Major medical and health advancements have helped boost longevity over the last few generations. Over a millennial's lifetime, there may be more, which could drastically change how long people will be living.
So what steps can you take now to make sure that if your money is prepared to live as long as you do?
Plan to stay in the workforce longer
On the savings side, Fidelity Investments recommends linking a savings goal to your annual preretirement income. So if you plan to have 10 times your preretirement salary saved by the time you retire at age 67, you could begin saving 15 percent of your income at 25 and invest a significant amount (more than 50 percent) in stocks or other high-yielding investments to build your savings over time. If you start saving for retirement later, but still want to retire at 67, increasing the percentage of your income you save can help you achieve the goal.
The later you retire, the more you can add to your money pile -- and the more time your invested money will have to grow. That longer time horizon could be especially helpful if financial markets do not produce returns as high as they have historically.
Be ready to move as you age
If you buy a house, paying off the mortgage by the time you retire means eliminating those payment costs in later years. But also keep in mind: You may need to downsize, or even eventually move into an assisted living facility. The last few years of a person's life are often very expensive due to health care needs. A recent Merrill Lynch Age Wave survey showed 37 percent of people over 50 believe they may need long-term care during their lifetime, but the reality is that 70 percent will end up needing that kind of assistance.
Costs of such care can be high: The average assisted living facility costs $3,628 per month, or $42,000 per year. And that's now -- costs are generally rising about 3% annually. This kind of custodial care is usually not covered by Medicare. A nursing home, which usually provides higher level medical care, such as vaccinations or physical therapy, and may be covered by Medicare, has an average cost of $253 per night, or $92,345 per year.
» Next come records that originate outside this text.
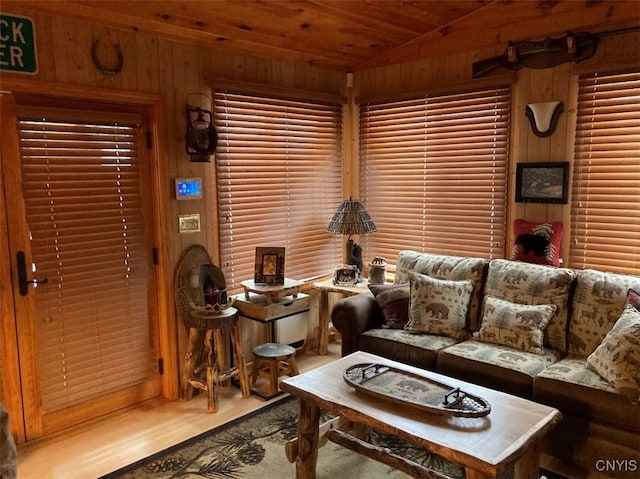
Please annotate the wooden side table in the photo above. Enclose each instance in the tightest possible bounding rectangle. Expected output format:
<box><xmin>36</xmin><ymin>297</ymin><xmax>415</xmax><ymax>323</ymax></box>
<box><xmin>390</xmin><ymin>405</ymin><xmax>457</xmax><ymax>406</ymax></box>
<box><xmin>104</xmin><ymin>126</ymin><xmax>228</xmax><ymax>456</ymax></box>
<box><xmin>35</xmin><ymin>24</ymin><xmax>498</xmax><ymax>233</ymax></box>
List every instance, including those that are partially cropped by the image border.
<box><xmin>311</xmin><ymin>279</ymin><xmax>371</xmax><ymax>356</ymax></box>
<box><xmin>182</xmin><ymin>307</ymin><xmax>251</xmax><ymax>412</ymax></box>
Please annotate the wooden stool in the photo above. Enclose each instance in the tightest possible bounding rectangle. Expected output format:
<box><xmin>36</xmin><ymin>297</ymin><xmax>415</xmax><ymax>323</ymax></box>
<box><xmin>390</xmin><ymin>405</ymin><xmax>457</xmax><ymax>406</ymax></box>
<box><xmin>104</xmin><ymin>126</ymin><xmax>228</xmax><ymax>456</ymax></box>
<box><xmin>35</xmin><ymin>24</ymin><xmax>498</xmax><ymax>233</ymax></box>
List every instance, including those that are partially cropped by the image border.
<box><xmin>251</xmin><ymin>343</ymin><xmax>300</xmax><ymax>399</ymax></box>
<box><xmin>182</xmin><ymin>307</ymin><xmax>251</xmax><ymax>412</ymax></box>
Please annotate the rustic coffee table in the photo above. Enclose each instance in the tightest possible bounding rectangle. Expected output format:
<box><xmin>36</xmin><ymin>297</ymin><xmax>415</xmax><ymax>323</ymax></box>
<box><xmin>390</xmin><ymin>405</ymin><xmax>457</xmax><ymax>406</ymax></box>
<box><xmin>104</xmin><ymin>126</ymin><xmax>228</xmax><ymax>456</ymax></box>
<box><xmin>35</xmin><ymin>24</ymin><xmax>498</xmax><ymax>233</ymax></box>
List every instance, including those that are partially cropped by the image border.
<box><xmin>280</xmin><ymin>352</ymin><xmax>562</xmax><ymax>479</ymax></box>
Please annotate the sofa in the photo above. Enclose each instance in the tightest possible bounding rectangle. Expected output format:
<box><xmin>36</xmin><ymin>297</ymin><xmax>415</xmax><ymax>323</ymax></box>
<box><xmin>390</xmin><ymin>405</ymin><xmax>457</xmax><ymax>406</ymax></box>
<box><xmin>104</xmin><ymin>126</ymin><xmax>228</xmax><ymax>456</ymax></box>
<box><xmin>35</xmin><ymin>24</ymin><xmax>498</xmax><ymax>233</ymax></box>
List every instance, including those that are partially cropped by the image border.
<box><xmin>331</xmin><ymin>251</ymin><xmax>640</xmax><ymax>477</ymax></box>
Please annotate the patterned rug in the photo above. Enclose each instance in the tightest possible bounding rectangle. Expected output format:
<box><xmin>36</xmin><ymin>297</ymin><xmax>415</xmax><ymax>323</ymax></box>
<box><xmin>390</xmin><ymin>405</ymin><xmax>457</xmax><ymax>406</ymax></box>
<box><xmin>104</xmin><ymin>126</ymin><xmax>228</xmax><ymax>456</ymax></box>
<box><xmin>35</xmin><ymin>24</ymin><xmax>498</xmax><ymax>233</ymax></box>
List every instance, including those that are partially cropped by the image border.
<box><xmin>100</xmin><ymin>397</ymin><xmax>558</xmax><ymax>479</ymax></box>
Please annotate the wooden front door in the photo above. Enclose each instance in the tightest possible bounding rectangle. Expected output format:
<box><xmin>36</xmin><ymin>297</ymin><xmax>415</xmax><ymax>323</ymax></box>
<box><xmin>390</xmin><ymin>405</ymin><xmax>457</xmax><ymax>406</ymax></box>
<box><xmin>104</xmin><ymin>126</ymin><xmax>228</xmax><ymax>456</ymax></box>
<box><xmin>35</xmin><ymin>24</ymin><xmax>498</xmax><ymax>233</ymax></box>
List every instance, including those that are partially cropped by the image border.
<box><xmin>1</xmin><ymin>94</ymin><xmax>160</xmax><ymax>440</ymax></box>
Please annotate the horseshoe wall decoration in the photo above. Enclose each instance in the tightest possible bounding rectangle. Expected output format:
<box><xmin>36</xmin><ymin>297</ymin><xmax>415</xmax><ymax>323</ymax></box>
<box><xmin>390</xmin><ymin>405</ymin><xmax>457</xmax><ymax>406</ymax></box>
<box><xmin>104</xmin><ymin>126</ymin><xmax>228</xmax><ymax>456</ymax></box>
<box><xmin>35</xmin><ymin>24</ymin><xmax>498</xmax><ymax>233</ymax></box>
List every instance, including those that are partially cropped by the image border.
<box><xmin>91</xmin><ymin>40</ymin><xmax>124</xmax><ymax>76</ymax></box>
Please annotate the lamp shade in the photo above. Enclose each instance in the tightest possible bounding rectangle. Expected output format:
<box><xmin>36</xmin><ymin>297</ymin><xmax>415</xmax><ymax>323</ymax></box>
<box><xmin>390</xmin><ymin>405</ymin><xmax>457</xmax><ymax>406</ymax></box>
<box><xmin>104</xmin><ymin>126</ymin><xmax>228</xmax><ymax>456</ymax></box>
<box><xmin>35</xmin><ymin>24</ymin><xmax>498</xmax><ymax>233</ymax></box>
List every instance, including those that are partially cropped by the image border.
<box><xmin>327</xmin><ymin>198</ymin><xmax>377</xmax><ymax>236</ymax></box>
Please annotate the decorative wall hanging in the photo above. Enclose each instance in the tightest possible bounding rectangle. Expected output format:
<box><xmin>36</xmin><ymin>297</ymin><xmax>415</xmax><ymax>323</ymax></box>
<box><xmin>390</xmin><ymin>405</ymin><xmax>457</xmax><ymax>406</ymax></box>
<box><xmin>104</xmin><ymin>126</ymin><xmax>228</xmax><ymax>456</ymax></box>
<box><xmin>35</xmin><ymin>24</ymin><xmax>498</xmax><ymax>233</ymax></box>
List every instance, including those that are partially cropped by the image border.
<box><xmin>473</xmin><ymin>32</ymin><xmax>598</xmax><ymax>78</ymax></box>
<box><xmin>253</xmin><ymin>246</ymin><xmax>285</xmax><ymax>284</ymax></box>
<box><xmin>91</xmin><ymin>40</ymin><xmax>124</xmax><ymax>76</ymax></box>
<box><xmin>525</xmin><ymin>101</ymin><xmax>564</xmax><ymax>138</ymax></box>
<box><xmin>516</xmin><ymin>161</ymin><xmax>569</xmax><ymax>203</ymax></box>
<box><xmin>184</xmin><ymin>93</ymin><xmax>218</xmax><ymax>162</ymax></box>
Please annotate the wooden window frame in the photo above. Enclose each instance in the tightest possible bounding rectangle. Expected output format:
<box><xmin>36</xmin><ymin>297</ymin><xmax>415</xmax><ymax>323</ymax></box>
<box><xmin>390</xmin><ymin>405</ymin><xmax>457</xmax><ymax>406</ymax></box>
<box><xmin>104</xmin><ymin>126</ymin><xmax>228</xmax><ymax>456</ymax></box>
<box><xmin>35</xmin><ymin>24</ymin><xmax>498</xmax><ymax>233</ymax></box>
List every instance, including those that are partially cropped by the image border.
<box><xmin>359</xmin><ymin>83</ymin><xmax>511</xmax><ymax>260</ymax></box>
<box><xmin>568</xmin><ymin>67</ymin><xmax>640</xmax><ymax>275</ymax></box>
<box><xmin>214</xmin><ymin>82</ymin><xmax>344</xmax><ymax>292</ymax></box>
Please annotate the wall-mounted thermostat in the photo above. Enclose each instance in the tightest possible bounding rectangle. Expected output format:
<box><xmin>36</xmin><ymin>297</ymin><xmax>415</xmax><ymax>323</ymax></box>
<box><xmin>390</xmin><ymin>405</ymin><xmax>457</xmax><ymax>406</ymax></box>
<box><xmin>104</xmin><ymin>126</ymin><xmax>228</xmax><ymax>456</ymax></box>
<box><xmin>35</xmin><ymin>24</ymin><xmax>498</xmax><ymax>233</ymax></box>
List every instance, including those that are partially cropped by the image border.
<box><xmin>176</xmin><ymin>178</ymin><xmax>202</xmax><ymax>200</ymax></box>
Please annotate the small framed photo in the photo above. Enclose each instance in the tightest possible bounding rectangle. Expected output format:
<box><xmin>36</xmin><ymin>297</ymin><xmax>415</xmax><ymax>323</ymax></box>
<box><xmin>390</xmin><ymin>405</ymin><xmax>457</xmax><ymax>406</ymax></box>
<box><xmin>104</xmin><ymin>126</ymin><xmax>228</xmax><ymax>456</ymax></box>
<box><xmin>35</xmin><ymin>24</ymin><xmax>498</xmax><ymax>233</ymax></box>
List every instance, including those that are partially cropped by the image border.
<box><xmin>253</xmin><ymin>246</ymin><xmax>285</xmax><ymax>285</ymax></box>
<box><xmin>333</xmin><ymin>264</ymin><xmax>360</xmax><ymax>286</ymax></box>
<box><xmin>516</xmin><ymin>161</ymin><xmax>569</xmax><ymax>204</ymax></box>
<box><xmin>178</xmin><ymin>213</ymin><xmax>200</xmax><ymax>233</ymax></box>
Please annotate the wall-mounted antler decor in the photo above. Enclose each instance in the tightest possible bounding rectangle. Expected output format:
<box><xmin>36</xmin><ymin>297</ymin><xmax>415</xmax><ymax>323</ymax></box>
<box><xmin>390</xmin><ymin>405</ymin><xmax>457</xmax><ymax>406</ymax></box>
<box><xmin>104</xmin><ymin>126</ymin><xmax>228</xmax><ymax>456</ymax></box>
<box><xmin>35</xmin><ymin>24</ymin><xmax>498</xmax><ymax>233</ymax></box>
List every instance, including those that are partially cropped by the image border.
<box><xmin>473</xmin><ymin>27</ymin><xmax>640</xmax><ymax>78</ymax></box>
<box><xmin>473</xmin><ymin>32</ymin><xmax>598</xmax><ymax>78</ymax></box>
<box><xmin>525</xmin><ymin>101</ymin><xmax>564</xmax><ymax>138</ymax></box>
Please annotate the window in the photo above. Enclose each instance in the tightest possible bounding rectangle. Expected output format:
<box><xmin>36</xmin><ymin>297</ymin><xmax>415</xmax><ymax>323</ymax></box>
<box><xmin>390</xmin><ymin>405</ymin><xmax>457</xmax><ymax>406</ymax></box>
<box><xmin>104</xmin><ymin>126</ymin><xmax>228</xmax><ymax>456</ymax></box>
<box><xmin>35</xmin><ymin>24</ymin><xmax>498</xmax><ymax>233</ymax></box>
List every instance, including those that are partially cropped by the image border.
<box><xmin>569</xmin><ymin>72</ymin><xmax>640</xmax><ymax>274</ymax></box>
<box><xmin>214</xmin><ymin>90</ymin><xmax>342</xmax><ymax>290</ymax></box>
<box><xmin>360</xmin><ymin>86</ymin><xmax>510</xmax><ymax>259</ymax></box>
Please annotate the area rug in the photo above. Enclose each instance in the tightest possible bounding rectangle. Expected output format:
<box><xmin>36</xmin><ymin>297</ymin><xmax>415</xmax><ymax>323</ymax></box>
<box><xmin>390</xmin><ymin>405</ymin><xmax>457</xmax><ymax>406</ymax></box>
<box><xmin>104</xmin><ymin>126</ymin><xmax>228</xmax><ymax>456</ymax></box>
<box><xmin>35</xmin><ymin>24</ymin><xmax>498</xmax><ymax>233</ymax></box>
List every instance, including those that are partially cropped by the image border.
<box><xmin>100</xmin><ymin>397</ymin><xmax>558</xmax><ymax>479</ymax></box>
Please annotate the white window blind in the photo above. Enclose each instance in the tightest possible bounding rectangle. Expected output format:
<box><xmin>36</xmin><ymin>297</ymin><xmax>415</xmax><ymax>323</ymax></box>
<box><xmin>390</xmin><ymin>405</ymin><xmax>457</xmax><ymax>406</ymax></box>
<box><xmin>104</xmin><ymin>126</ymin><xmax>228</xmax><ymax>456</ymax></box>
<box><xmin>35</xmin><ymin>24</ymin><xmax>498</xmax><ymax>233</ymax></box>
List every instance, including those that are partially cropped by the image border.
<box><xmin>569</xmin><ymin>72</ymin><xmax>640</xmax><ymax>274</ymax></box>
<box><xmin>360</xmin><ymin>86</ymin><xmax>511</xmax><ymax>266</ymax></box>
<box><xmin>18</xmin><ymin>107</ymin><xmax>157</xmax><ymax>412</ymax></box>
<box><xmin>214</xmin><ymin>90</ymin><xmax>342</xmax><ymax>291</ymax></box>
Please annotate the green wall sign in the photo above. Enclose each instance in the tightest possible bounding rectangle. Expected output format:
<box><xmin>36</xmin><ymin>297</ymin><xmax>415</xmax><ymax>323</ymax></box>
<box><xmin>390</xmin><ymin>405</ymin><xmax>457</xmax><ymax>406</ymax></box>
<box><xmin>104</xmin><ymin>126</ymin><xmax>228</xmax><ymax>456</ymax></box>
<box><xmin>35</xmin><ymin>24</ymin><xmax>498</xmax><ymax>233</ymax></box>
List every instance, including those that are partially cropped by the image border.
<box><xmin>0</xmin><ymin>14</ymin><xmax>38</xmax><ymax>74</ymax></box>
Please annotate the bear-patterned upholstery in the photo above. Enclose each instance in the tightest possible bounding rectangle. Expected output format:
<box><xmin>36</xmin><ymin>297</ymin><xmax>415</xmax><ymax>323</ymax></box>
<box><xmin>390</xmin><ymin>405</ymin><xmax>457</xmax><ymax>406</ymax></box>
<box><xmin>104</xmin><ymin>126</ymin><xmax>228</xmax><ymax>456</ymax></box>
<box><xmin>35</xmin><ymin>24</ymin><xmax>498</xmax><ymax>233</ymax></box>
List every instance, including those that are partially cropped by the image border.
<box><xmin>332</xmin><ymin>251</ymin><xmax>640</xmax><ymax>477</ymax></box>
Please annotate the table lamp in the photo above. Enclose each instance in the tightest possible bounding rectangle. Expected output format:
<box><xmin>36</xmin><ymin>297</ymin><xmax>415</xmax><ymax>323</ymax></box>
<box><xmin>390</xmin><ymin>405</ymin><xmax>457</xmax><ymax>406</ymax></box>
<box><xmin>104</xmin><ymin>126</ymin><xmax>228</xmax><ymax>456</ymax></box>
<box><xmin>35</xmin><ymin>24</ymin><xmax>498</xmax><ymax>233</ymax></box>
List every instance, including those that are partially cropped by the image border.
<box><xmin>327</xmin><ymin>198</ymin><xmax>377</xmax><ymax>273</ymax></box>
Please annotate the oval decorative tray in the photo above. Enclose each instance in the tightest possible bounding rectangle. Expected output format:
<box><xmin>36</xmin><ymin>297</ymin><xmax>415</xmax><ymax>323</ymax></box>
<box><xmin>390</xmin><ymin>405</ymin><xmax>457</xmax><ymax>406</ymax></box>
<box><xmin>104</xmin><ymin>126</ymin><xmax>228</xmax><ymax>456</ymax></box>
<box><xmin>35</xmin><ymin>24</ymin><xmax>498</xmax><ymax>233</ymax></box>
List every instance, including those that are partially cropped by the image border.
<box><xmin>343</xmin><ymin>363</ymin><xmax>491</xmax><ymax>417</ymax></box>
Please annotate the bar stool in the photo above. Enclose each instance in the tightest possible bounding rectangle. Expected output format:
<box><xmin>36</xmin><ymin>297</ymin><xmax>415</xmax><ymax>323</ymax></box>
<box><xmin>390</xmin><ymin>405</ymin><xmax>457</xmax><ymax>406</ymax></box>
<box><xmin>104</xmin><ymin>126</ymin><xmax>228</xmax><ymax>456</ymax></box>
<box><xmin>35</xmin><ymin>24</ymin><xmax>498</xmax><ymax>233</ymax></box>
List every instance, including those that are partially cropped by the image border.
<box><xmin>251</xmin><ymin>343</ymin><xmax>300</xmax><ymax>399</ymax></box>
<box><xmin>181</xmin><ymin>307</ymin><xmax>251</xmax><ymax>412</ymax></box>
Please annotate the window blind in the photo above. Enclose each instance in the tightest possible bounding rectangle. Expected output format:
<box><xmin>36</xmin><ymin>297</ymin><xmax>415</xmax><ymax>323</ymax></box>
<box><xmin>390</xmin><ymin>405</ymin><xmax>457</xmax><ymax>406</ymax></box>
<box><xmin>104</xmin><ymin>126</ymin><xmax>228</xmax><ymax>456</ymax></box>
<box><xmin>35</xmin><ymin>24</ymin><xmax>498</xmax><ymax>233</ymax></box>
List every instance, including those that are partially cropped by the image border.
<box><xmin>214</xmin><ymin>90</ymin><xmax>342</xmax><ymax>291</ymax></box>
<box><xmin>359</xmin><ymin>86</ymin><xmax>511</xmax><ymax>266</ymax></box>
<box><xmin>569</xmin><ymin>72</ymin><xmax>640</xmax><ymax>274</ymax></box>
<box><xmin>18</xmin><ymin>107</ymin><xmax>157</xmax><ymax>412</ymax></box>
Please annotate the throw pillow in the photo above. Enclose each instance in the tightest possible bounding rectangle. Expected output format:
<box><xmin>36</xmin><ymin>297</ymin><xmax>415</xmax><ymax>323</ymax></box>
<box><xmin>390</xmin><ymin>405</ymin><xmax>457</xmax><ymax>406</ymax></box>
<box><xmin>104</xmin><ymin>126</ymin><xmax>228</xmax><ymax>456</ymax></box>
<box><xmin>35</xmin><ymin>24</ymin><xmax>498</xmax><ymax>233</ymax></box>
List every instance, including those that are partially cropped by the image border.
<box><xmin>404</xmin><ymin>272</ymin><xmax>473</xmax><ymax>340</ymax></box>
<box><xmin>587</xmin><ymin>304</ymin><xmax>640</xmax><ymax>403</ymax></box>
<box><xmin>369</xmin><ymin>283</ymin><xmax>409</xmax><ymax>329</ymax></box>
<box><xmin>511</xmin><ymin>219</ymin><xmax>563</xmax><ymax>266</ymax></box>
<box><xmin>477</xmin><ymin>296</ymin><xmax>557</xmax><ymax>354</ymax></box>
<box><xmin>627</xmin><ymin>289</ymin><xmax>640</xmax><ymax>311</ymax></box>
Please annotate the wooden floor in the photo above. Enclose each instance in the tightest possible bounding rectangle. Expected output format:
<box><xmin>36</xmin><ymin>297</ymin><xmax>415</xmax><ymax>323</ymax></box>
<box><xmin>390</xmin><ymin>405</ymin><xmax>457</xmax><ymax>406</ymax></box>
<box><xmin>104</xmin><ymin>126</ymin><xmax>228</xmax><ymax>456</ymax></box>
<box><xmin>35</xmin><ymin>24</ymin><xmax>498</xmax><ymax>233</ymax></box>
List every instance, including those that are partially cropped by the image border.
<box><xmin>18</xmin><ymin>343</ymin><xmax>340</xmax><ymax>479</ymax></box>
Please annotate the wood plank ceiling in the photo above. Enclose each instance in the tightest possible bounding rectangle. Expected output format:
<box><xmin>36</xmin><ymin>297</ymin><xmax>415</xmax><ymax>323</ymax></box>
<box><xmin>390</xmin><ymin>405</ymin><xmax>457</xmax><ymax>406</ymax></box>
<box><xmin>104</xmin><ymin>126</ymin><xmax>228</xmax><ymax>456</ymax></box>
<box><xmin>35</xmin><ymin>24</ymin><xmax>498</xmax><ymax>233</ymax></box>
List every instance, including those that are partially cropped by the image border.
<box><xmin>2</xmin><ymin>0</ymin><xmax>640</xmax><ymax>71</ymax></box>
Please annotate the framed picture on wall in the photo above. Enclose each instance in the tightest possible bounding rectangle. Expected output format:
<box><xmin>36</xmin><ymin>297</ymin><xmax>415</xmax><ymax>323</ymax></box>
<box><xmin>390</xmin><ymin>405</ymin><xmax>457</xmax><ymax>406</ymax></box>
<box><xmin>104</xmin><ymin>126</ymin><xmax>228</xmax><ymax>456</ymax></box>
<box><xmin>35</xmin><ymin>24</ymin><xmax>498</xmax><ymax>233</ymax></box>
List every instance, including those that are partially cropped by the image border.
<box><xmin>516</xmin><ymin>161</ymin><xmax>569</xmax><ymax>204</ymax></box>
<box><xmin>253</xmin><ymin>246</ymin><xmax>285</xmax><ymax>284</ymax></box>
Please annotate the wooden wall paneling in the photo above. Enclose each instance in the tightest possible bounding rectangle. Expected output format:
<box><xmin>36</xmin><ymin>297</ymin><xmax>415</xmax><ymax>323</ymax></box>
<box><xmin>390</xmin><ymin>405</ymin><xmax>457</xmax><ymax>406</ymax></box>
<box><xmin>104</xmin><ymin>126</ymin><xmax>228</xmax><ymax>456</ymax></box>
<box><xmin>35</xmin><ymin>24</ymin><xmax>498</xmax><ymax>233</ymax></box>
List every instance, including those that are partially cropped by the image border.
<box><xmin>157</xmin><ymin>39</ymin><xmax>182</xmax><ymax>265</ymax></box>
<box><xmin>0</xmin><ymin>92</ymin><xmax>43</xmax><ymax>439</ymax></box>
<box><xmin>149</xmin><ymin>96</ymin><xmax>180</xmax><ymax>400</ymax></box>
<box><xmin>172</xmin><ymin>43</ymin><xmax>211</xmax><ymax>254</ymax></box>
<box><xmin>51</xmin><ymin>18</ymin><xmax>95</xmax><ymax>85</ymax></box>
<box><xmin>27</xmin><ymin>15</ymin><xmax>56</xmax><ymax>81</ymax></box>
<box><xmin>134</xmin><ymin>34</ymin><xmax>160</xmax><ymax>93</ymax></box>
<box><xmin>166</xmin><ymin>42</ymin><xmax>204</xmax><ymax>378</ymax></box>
<box><xmin>91</xmin><ymin>25</ymin><xmax>124</xmax><ymax>90</ymax></box>
<box><xmin>0</xmin><ymin>94</ymin><xmax>25</xmax><ymax>443</ymax></box>
<box><xmin>115</xmin><ymin>30</ymin><xmax>141</xmax><ymax>91</ymax></box>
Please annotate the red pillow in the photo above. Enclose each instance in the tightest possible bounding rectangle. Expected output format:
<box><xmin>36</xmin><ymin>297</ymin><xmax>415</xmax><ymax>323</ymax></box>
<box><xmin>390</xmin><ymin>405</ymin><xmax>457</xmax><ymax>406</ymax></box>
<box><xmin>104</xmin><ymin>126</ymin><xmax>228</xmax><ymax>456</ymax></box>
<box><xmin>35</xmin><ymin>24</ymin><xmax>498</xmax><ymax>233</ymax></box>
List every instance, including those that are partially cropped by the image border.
<box><xmin>511</xmin><ymin>219</ymin><xmax>563</xmax><ymax>266</ymax></box>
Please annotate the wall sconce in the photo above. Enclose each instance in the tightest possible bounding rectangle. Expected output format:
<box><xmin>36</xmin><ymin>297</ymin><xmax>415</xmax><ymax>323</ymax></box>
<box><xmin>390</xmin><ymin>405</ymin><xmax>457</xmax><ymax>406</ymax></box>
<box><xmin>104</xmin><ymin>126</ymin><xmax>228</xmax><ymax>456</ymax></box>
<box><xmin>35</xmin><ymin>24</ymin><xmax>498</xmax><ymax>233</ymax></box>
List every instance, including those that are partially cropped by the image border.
<box><xmin>185</xmin><ymin>93</ymin><xmax>218</xmax><ymax>162</ymax></box>
<box><xmin>525</xmin><ymin>101</ymin><xmax>564</xmax><ymax>138</ymax></box>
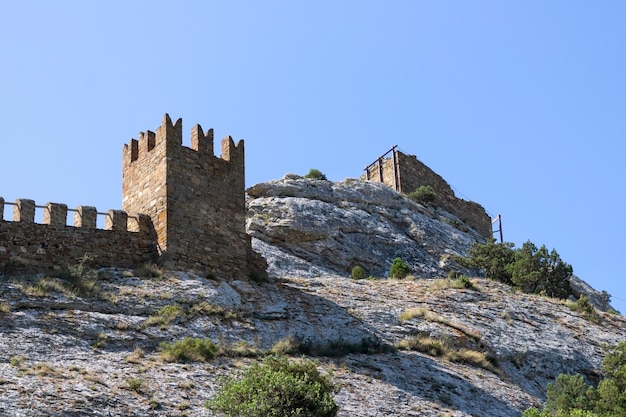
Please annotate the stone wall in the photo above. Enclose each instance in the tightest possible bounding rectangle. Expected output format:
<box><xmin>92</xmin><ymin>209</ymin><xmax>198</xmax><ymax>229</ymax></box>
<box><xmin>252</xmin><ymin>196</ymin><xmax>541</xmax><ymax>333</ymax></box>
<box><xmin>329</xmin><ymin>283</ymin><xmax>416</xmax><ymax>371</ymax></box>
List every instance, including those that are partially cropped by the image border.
<box><xmin>0</xmin><ymin>198</ymin><xmax>158</xmax><ymax>273</ymax></box>
<box><xmin>364</xmin><ymin>150</ymin><xmax>493</xmax><ymax>238</ymax></box>
<box><xmin>122</xmin><ymin>114</ymin><xmax>264</xmax><ymax>277</ymax></box>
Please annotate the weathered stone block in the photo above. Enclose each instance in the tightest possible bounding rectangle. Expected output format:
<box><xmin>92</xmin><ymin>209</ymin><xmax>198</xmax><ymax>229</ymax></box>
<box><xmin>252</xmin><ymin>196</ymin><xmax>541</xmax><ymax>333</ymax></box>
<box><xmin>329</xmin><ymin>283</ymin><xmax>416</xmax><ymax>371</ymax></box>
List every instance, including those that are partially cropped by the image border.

"It's a question I always ask: 'What do you find reasonable in terms of longevity?' For the most part, people say they are going to live for a shorter period of time rather than a longer period of time," financial adviser Quentara Costa, who specializes in financial planning for people's later years, told CBS MoneyWatch. "A lot people say '85 or 90,' and some of that adjusts as they age. Once I have a client in assisted living, usually we're planning about 10 years to bring them from more independent to add-on care plans and then transitioning to a nursing home. A nursing home could only be one, maybe two years."
Women and retirement
For women, retirement poses unique challenges. They tend to live longer than men, are often living alone at older ages, and because of the gender wage gap usually end up with smaller monthly Social Security payments. About 12 percent of women ages 65 and older were poor, compared with 7 percent of older men as of 2014, according to a recent Population Reference Bureau report. Among those 75 and older, women are nearly twice as likely to be poor --15 percent, compared with 8 percent of men.
Plant now, harvest later
The most important thing is to start saving early and be aware of how spending habits can impact your ability to live comfortably when you are retired. Make sure you are maxing out any company matching funds for your 401(k) and also consider putting money into other savings vehicles, such as individual retirement accounts, or IRAs. Push to get your savings rate higher while you are young -- the average American's savings rate is hovering around 5 percent of discretionary income, but most financial experts recommend saving 10 to 15% of your income per year beginning in your 20s and 30s for retirement alone. Starting now can give you peace of mind when you need to rely on that money later in life.